*Published with the generous permission of Teri Kanefield. Read all of her writing here.
By Teri Kanefield
The accusation under 241 here is:
Trump did “knowingly conspire, confederate, and agree with co-conspirators, known and unknown to the Grand Jury, to injure, oppress, threaten, and intimidate one or more persons in the free exercise and enjoyment of a right and privilege secured to them by the Constitution and laws of the United States, that is, the right to vote, and to have one’s vote counted.”
The indictment acknowledges that Trump had a free speech right to say what he wanted. Also, lying isn’t a crime. He is not being indicted for his speech.

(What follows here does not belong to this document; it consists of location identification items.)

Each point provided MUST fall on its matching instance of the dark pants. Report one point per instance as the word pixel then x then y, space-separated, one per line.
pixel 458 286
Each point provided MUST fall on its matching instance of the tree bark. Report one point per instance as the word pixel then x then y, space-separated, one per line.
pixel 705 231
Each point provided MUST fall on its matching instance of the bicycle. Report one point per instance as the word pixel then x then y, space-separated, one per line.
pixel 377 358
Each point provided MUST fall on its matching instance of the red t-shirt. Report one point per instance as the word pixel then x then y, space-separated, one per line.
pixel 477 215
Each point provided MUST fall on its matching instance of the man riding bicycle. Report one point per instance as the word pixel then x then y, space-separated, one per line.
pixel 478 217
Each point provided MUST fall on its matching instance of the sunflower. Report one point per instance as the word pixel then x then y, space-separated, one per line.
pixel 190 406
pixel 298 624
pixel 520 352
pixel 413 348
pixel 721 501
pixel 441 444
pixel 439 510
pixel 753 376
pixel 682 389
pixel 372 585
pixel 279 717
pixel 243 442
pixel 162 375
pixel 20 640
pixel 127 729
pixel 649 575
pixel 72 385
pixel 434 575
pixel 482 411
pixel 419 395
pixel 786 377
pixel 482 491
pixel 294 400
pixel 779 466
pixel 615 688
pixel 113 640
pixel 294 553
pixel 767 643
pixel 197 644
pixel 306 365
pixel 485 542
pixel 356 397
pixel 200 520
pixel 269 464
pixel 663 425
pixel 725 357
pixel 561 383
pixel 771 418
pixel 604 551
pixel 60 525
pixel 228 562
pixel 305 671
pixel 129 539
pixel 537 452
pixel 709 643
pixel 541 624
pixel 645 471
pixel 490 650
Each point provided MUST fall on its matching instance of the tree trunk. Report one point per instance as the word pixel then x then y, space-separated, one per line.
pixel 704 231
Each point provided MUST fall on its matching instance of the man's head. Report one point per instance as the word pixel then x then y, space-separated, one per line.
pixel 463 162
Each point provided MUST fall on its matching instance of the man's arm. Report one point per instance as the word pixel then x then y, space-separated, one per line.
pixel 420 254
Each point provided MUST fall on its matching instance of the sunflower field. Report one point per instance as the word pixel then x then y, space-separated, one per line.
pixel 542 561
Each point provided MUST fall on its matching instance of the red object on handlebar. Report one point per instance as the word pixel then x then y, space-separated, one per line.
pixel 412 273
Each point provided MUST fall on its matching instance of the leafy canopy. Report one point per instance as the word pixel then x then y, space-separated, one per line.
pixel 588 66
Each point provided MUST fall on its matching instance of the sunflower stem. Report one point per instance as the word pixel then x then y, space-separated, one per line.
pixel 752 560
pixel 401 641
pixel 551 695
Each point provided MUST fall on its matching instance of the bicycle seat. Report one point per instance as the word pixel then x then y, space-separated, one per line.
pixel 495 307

He is being indicted for conduct.
(Note: It is not a defense to these charges for him to say that he genuinely believed the election was stolen. A genuine belief that the election was stolen does not entitle him to break laws and use illegal means for setting it right. To put the matter in legal terms, the mens rea is that the defendant knowingly agreed to join the conspiracy whose object was to obstruct the lawful function of government.)
Six co-conspirators were listed in the indictment. They were not named, but the first 5 were easy to figure out:
Co-Conspirator 1= Rudy Giuliani
Co-Conspirator 2: John Eastman
Co-Conspirator 3: Sidney Powell
(She was described as an attorney whose unfounded claims of election fraud Trump privately acknowledged to others sounded “crazy.” Of course “sounded crazy” could have referred to dozens of people in Trump’s circle 😂 The reason for including the detail is that Trump knew the ideas were crazy and promoted them anyway.)
Co-Conspirator 4: Jeff Clark (A lawyer and DOJ official)
Co-Conspirator 5: Kenneth Chesebro (also a lawyer)
Co-Conspirator 6, a political consultant who helped with the fraudulent elector scheme. Appears to be Boris Epshteyn.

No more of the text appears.